Kleine und große Fortschritte in der Onkologie


Veröffentlicht am: 28.11.2019

Dr. med. Peter Stiefelhagen, Hachenburg

[Foto: privat]

Science, Education, Networking. Dies sind die Ziele der jährlich stattfindenden Tagung der European Society for Medical Oncology (ESMO; 7. bis 11. Oktober 2016 in Kopenhagen). Auch in diesem Jahr wurde der Kongress diesem umfassenden Anspruch vollkommen gerecht. In zahlreichen Late-Breaking-Sessions wurden neueste wissenschaftliche Daten präsentiert und diskutiert, die Eingang in die tägliche Praxis finden dürften. Hier stehen sicherlich die Checkpoint-Inhibitoren – insbesondere die PD-1- beziehungsweise PD-L1-Inhibitoren – im Mittelpunkt des Interesses, zumal diese innovativen Substanzen nach den überzeugenden Ergebnissen bei fortgeschrittenen respektive metastasierten Tumoren nun auch in das adjuvante und neoadjuvante Setting vordringen. Für Ipilimumab konnte bereits im Rahmen der EORTC-18071-Studie gezeigt werden, dass eine adjuvante Gabe bei operierten Patienten die Behandlungsergebnisse verbessert (s. Beitrag S. 36f.). Bei fortgeschrittenen/metastasierten Tumoren sind die Checkpoint-Inhibitoren auf dem Weg von der Second-Line- in die First-Line-Therapie. Erste durchaus überzeugende Daten liegen für Nivolumab beim Nierenzellkarzinom (CheckMate-025-Studie) und dem Blasenkarzinom (CheckMate-275-Studie) vor. Pembrolizumab erwies sich beim NSCLC der Chemotherapie als eindeutig überlegen (KEYNOTE-024-Studie).
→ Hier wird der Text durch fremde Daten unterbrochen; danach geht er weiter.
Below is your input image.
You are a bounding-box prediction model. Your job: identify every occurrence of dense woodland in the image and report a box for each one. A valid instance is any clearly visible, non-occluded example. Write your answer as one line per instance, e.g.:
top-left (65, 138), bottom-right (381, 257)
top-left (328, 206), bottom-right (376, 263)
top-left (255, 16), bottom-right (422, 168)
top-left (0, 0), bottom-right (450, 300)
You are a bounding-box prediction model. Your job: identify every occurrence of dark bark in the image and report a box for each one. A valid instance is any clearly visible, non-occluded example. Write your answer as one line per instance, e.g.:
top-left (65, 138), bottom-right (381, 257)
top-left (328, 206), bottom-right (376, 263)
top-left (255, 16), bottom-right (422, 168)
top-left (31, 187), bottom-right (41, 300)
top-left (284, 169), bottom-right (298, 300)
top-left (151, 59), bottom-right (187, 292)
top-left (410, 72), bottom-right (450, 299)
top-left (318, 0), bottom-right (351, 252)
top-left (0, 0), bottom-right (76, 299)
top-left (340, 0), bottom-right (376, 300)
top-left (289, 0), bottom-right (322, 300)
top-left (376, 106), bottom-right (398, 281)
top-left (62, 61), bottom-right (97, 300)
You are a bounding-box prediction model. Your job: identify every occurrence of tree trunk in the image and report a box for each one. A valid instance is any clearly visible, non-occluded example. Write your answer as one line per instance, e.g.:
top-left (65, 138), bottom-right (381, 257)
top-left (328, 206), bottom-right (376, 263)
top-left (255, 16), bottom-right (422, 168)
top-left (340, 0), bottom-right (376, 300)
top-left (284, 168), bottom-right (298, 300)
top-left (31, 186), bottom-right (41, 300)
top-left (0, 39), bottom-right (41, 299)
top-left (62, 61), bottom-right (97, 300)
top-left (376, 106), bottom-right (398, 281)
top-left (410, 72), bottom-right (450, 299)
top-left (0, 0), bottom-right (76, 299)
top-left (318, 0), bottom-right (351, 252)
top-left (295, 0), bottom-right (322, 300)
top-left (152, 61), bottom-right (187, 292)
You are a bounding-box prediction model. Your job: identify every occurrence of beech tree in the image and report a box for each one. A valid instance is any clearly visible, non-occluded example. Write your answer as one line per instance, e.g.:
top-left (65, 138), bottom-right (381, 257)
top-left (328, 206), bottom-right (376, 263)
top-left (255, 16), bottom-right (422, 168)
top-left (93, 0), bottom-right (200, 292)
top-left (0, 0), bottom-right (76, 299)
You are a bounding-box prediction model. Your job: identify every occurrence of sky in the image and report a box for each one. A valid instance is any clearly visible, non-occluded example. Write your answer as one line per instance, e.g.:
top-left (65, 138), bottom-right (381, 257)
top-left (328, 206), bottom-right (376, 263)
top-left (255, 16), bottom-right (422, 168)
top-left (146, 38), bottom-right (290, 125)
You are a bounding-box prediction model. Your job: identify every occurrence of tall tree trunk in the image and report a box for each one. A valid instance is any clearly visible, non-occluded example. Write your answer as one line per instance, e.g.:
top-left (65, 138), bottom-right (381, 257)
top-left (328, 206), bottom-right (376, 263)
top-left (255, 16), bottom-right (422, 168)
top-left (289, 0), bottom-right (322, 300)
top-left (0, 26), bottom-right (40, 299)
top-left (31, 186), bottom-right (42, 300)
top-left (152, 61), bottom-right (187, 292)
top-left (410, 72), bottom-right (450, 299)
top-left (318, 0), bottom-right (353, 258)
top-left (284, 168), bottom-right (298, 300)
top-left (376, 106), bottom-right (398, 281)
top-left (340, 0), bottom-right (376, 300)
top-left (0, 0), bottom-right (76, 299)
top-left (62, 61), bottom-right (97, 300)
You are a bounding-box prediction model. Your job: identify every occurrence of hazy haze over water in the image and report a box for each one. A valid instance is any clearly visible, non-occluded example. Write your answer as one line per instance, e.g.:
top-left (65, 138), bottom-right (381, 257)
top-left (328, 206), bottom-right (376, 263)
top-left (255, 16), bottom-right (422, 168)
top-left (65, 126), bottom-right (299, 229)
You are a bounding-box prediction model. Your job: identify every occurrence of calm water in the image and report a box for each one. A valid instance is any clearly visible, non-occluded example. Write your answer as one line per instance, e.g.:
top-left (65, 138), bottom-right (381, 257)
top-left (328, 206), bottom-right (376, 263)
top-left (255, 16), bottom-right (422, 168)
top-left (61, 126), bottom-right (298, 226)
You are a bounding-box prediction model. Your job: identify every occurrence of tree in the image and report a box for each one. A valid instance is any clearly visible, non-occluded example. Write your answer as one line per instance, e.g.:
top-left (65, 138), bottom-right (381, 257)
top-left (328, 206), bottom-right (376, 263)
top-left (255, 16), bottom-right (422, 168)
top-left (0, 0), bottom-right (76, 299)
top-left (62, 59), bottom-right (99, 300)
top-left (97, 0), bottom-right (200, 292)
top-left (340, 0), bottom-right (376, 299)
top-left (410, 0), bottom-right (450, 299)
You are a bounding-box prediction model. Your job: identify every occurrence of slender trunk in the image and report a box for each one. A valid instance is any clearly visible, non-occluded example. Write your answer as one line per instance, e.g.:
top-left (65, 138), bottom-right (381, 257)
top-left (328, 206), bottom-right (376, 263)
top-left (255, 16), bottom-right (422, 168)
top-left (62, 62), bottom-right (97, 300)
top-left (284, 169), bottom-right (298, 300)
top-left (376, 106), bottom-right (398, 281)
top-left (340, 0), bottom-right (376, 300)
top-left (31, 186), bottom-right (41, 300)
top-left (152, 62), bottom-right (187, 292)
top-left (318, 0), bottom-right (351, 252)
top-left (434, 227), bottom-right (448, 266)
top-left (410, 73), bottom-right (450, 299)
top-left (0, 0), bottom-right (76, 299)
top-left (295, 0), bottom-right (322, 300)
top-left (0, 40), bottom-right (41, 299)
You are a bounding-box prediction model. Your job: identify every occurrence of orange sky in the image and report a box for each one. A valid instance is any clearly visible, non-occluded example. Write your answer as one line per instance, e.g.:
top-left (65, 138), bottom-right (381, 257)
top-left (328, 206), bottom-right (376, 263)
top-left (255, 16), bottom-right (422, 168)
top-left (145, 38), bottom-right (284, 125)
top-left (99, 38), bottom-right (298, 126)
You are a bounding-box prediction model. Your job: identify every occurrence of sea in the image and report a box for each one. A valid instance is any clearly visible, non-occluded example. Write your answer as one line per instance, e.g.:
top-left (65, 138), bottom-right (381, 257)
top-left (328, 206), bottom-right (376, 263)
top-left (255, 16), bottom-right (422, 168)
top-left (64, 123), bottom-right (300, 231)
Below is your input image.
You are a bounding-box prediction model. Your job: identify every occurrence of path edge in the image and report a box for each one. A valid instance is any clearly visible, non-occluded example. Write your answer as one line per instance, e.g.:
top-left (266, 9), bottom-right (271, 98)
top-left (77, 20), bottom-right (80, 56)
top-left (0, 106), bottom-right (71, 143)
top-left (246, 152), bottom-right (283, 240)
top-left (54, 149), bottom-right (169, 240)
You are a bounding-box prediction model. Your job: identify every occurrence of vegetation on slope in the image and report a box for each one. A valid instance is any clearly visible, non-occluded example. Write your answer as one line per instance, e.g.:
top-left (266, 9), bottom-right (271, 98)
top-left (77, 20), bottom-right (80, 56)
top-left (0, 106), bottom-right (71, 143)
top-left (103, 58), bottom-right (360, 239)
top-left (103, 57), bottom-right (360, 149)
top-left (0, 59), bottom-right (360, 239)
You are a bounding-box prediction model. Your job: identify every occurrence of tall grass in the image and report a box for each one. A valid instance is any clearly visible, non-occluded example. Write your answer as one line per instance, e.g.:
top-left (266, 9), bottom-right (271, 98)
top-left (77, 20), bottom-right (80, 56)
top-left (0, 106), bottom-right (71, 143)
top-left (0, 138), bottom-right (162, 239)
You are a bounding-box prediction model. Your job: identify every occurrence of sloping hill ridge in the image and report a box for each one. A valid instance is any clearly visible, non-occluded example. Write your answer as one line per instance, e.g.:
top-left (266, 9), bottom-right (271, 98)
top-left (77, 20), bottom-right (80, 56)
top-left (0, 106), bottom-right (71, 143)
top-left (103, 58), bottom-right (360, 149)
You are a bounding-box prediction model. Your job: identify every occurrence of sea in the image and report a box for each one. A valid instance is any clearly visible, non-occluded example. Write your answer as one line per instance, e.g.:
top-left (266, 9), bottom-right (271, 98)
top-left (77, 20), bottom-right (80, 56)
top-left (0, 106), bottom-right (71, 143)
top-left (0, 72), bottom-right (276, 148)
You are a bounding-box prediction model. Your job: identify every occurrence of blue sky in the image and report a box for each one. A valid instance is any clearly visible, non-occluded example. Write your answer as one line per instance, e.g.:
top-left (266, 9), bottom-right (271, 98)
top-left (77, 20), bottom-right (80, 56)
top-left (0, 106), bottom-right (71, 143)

Große Erwartungen und offene Fragen

Welche großen Erwartungen diese neue Therapiestrategie begleiten, mögen folgende Zahlen veranschaulichen: Im Moment werden 20 verschiedene Substanzen im Rahmen von 803 Studien bei insgesamt 166736 Patienten untersucht. Ein heiss diskutiertes Thema ist die Frage, in wieweit die PD-L1-Expression des Tumors einen prädiktiven Biomarker darstellt, der das Ansprechen auf eine solche Substanz zuverlässig voraussagen kann. Auch gibt es methodische Mängel beim immunhistochemischen Nachweis der PD-L1-Expression. Das heißt, dass das Ergebnis abhängig vom Immunoassay ist. Es stellen sich somit eine Reihe von Fragen: Welcher Prozentsatz an Tumorzellen muss PD-L1 exprimieren, damit man von einem positiven Befund sprechen kann? Kann eine solche Substanz überhaupt wirken, wenn das entsprechende Target fehlt? Wie zuverlässig sind die Immunoassays? Gibt es eine Dynamik bei der PD-L1-Expression? Und welche Konsequenzen ergeben sich aus einem negativen Befund für die Therapie?

Neue targeted therapies

Aber auch bei der targeted therapy gibt es Fortschritte durch die Einführung neuer Substanzen wie beispielsweise des CDK4/6-Inhibitors Ribociclib bei Frauen mit fortgeschrittenem oder metastasiertem Hormonrezeptor-positivem/HER2-negativem (HR+/HER2−) Mammakarzinom und des Tyrosinkinase-Inhibitors Cabozantinib beim metastasierten Nierenzellkarzinom (s. Beitrag S. 49f.). Nach den Ergebnissen der MONALEESA-2-Studie könnte die Kombination von Ribociclib mit einem Aromatasehemmer der neue Standard für solche Patientinnen werden. Im Wettstreit der Anti-Estrogene erwies sich in der FALCON-Studie der Estrogen-Rezeptor-Antagonist Fulvestrant dem Aromatasehemmer Anastrozol beim metastasierten postmenopausalen HR+/HER2− Mammakarzinom überlegen. Aber auch im adjuvanten Bereich gibt es Fortschritte. Erste Ergebnisse mit dem Tyrosinkinase-Inhibitor Sunitinib bei Patienten nach einer operativen Entfernung des Nierenzellkarzinoms geben Hoffnung, dass damit noch mehr Patienten geheilt werden können. Die Beispiele mögen zeigen, dass die Dynamik in der Onkologie ungebrochen ist, auch wenn der Fortschritt meist nur in kleinen Schritten daherkommt.